В ушах - крики людей. Где-то там, за спиной - какие-то железные звуки, тяжелый темный шум - все непривычное, незнакомое, тревожное.
Где я? Что со мной?
Уплывающий катер. Матрос на палубе машет мне железными клешнями рук.
Блин, как болит голова. Нужно зажмуриться. Отключиться от всех этих непонятных явлений и восстановить цепочку последних событий.
Стараюсь вспомнить (это похоже на переключение дистанционкой каналов плохо работающего телевизора), как проснулся утром от звонка мобильника в своей городской квартире, как приехал на работу. Так. Потом был этот дурацкий факс с заявкой на поставку продукции. Созвон с партнерами. Пропускаем. Вот!

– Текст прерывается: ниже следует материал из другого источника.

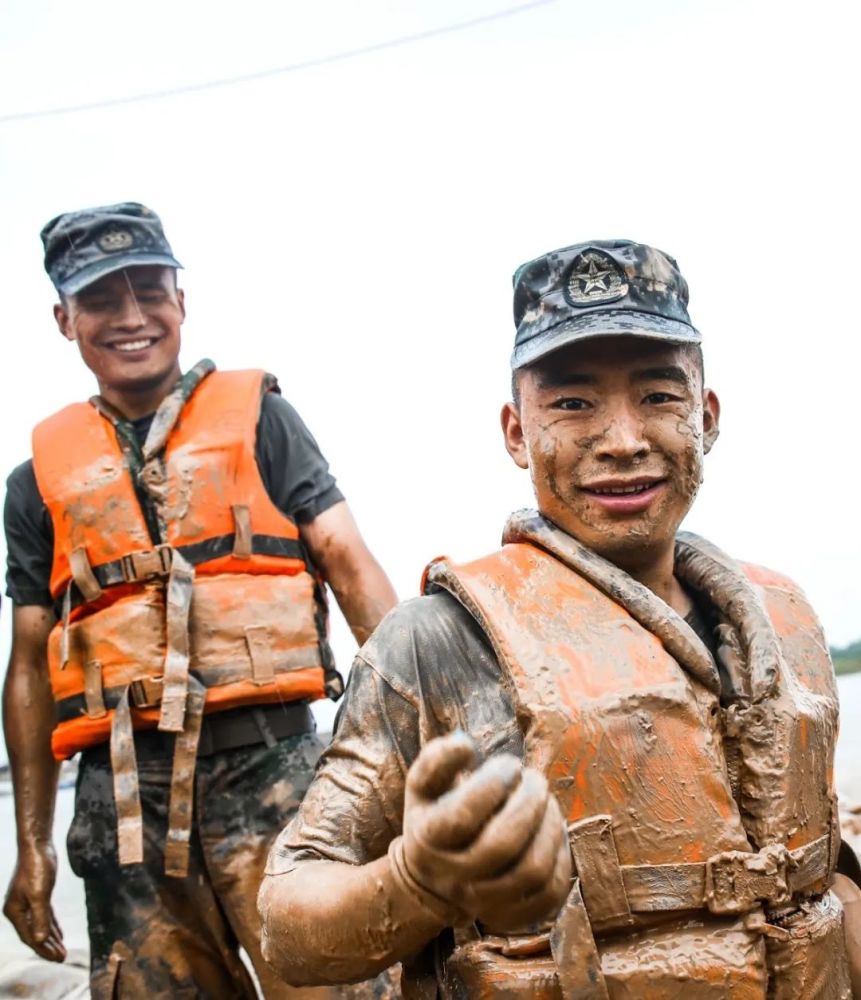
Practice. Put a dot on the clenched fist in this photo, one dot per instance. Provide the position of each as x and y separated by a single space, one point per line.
481 842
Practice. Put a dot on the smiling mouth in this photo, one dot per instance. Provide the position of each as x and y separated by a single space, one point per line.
629 489
127 346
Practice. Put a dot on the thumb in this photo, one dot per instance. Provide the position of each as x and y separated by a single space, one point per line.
440 761
40 920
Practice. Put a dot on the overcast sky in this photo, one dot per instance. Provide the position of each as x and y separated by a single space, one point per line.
353 228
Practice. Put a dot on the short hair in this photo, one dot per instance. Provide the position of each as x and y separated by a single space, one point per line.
695 349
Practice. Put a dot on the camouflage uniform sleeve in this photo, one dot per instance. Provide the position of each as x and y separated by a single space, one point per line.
354 807
425 671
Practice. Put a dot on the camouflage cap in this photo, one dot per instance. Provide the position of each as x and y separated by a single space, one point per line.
81 247
598 289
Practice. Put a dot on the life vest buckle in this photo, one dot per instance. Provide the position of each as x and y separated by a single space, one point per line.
736 881
138 567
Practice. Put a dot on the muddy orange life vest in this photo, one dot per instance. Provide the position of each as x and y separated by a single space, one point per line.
222 594
701 812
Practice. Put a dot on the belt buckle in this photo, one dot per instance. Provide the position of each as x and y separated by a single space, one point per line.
140 697
737 880
147 565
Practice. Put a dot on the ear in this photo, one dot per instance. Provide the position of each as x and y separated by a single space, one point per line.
64 322
512 429
711 419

Я мчался на встречу, выжимая из "Форда" последние его лошадиные силы. Не успею на стрелку - сорвется сделка. А заработок сейчас нужен. Третий месяц сижу на полном подсосе. Трасса делает поворот. На обочине поблескивает мелкий гравий. Вписываюсь, вроде бы. Держись, "лошадка". Держись! Куда тебя несет?! Слышу, как боком, юзом скользит машина. Успел заметить переворачивающийся мир, налетающие на меня деревья. Потом - удар! Темнота.
* * *
Мазанка, крытая камышом, вросшая в землю крепкими побеленными боками, со шрамами от ожогов летнего солнца, от нагаек зимних вьюг, от железных когтей пронесшейся эпохи. У входной дубовой двери вместо порожка - старый мельничный жернов.

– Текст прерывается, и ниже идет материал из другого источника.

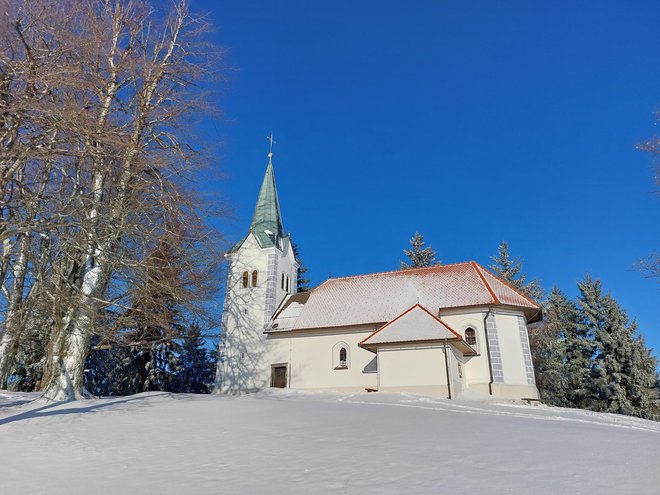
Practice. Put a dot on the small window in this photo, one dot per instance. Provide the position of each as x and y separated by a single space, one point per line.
341 356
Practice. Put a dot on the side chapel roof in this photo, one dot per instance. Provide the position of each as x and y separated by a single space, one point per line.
417 324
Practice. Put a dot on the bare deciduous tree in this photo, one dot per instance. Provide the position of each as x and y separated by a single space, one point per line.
95 168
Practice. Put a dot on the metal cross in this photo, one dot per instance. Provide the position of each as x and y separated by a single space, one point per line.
271 141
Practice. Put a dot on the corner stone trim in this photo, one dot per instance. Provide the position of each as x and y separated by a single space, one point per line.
494 349
271 288
524 341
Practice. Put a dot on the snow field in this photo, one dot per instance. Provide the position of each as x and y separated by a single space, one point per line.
284 441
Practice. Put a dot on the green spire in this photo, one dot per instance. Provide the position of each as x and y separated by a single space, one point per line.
267 219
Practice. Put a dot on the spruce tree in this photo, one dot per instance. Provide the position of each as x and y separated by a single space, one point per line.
510 270
419 255
549 341
623 374
197 367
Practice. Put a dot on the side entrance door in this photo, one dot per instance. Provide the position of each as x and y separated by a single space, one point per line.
278 376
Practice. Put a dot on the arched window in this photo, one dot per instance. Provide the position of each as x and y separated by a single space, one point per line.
341 358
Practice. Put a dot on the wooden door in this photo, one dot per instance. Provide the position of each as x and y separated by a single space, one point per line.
278 376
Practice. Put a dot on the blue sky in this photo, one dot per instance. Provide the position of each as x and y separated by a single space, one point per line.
472 122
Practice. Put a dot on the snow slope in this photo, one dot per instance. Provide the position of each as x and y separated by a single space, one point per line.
282 441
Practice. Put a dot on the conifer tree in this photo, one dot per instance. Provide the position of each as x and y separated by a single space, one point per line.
549 341
302 283
419 255
510 270
197 367
623 372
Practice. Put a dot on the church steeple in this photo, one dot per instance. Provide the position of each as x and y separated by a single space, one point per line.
267 219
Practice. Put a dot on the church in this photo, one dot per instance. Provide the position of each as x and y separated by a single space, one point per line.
438 331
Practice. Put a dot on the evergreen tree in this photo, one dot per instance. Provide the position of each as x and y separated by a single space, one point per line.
549 341
197 370
510 270
623 372
419 255
302 283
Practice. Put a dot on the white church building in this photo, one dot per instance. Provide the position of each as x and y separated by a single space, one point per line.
436 331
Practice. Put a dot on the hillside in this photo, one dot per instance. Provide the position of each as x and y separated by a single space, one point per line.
294 442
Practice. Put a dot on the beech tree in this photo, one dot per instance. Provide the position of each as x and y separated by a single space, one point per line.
97 102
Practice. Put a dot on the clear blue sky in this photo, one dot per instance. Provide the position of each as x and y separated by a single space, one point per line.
472 122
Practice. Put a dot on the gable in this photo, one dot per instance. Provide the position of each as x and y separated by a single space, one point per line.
416 324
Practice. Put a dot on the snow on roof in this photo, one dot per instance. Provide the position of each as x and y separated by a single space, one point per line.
288 312
380 297
416 324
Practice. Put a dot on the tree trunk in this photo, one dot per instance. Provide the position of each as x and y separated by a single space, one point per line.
12 318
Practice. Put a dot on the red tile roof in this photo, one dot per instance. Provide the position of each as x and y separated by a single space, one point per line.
380 297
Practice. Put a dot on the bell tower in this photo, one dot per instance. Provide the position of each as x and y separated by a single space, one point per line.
261 272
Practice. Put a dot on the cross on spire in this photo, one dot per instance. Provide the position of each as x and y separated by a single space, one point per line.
271 141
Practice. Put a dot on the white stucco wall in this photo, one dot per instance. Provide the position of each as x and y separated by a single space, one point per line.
243 366
513 362
419 369
475 368
313 356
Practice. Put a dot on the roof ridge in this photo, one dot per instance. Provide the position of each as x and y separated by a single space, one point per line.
475 266
405 313
507 284
407 270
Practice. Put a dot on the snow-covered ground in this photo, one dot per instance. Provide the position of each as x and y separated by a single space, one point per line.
282 441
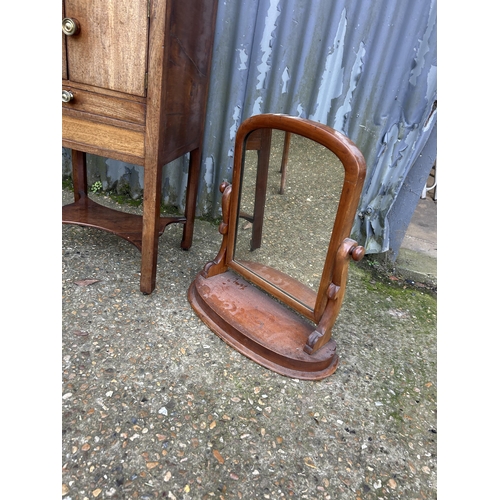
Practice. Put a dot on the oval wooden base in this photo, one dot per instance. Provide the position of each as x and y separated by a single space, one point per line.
259 327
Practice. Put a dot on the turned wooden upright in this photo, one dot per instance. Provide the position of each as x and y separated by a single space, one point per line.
135 85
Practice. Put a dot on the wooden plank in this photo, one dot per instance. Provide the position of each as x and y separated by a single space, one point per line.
107 137
104 105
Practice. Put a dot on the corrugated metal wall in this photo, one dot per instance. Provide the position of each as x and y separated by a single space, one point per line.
364 67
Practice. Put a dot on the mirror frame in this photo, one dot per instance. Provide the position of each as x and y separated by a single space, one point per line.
355 171
248 317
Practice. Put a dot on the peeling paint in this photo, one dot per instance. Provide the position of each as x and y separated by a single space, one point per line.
243 59
209 171
236 122
423 46
332 78
266 42
357 68
285 77
365 67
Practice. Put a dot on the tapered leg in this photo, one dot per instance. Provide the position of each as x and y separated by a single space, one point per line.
150 227
191 194
79 164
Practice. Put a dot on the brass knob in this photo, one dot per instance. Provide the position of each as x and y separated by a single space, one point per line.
71 26
67 95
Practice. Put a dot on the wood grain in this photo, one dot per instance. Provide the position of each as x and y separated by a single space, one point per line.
103 136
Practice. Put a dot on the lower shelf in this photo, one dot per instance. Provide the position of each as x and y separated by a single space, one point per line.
86 212
259 327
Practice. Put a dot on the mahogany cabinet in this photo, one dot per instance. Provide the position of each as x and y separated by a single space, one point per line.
135 85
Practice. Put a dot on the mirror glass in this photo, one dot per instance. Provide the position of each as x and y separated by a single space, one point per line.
290 192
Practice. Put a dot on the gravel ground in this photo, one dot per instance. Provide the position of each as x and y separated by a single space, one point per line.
154 405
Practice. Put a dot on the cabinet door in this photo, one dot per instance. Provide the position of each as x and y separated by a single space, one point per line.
111 49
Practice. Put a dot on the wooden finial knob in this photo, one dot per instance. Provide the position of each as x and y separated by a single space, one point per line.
357 252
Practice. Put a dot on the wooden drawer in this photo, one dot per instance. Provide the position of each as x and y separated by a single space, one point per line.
105 139
106 105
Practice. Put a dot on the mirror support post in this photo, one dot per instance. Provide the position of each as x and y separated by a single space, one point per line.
347 250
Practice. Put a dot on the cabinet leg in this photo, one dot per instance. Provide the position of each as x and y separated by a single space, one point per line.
191 194
150 229
79 164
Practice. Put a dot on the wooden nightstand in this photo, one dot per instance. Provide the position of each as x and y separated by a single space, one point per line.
135 85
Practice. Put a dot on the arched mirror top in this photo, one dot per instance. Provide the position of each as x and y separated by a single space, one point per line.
319 145
274 290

Земляные полы. Большая печь с лежанкой. В красном углу - иконы. Под нижней - лампадка. На побеленных стенах - семейные фотографии в деревянных рамках. Все три известных мне поколения. Вон даже я, лет двух, - возле корзины с яблоками. Держусь за мамину юбку.
Эти старые фотографии, эти обереги, как окна из прошлого в настоящее. На невидимых опорах - взглядах предков - держат они целостность рода. Понимаю это, но смутно - так, как может понимать ребенок лет восьми.
Тот, что, отогнув гвоздик с тыльной стороны рамки, видит под верхней фотографией - другие. На них - какие-то военные в старинных мундирах, в натертых до блеска сапогах, руки лежат на эфесах сабель. Особенно понравился один - высокий, строгий, с залихвацки закрученными усами. Фотография была тяжелой, толстой, совершенно негнущейся, будто ее залили слюдой. На обратной стороне - овальная лиловая печать - дореволюционным шрифтом надпись "Фотография Зимнего дворца". Побежал с находкой к бабушке:
- Это кто?
- Нашел таки, постреленок. Это твой прапрадед.
- А почему на обратной стороне печать Зимнего дворца?
Словно разгоняя опавшие листья на поверхности озерной воды, так чтобы можно было увидеть дно, медленно и спокойно бабушка заговорила:
- Служил там твой прапрадед. Царя охранял. Запомни, внучек, - крепостными мы не были. Мы - из казаков. Когда Сечь разогнали, прадеды твои продолжали делать то, что делали их деды: служили, воевали, землю пахали. Кто на Кубани службу нес, а кто и царя охранял.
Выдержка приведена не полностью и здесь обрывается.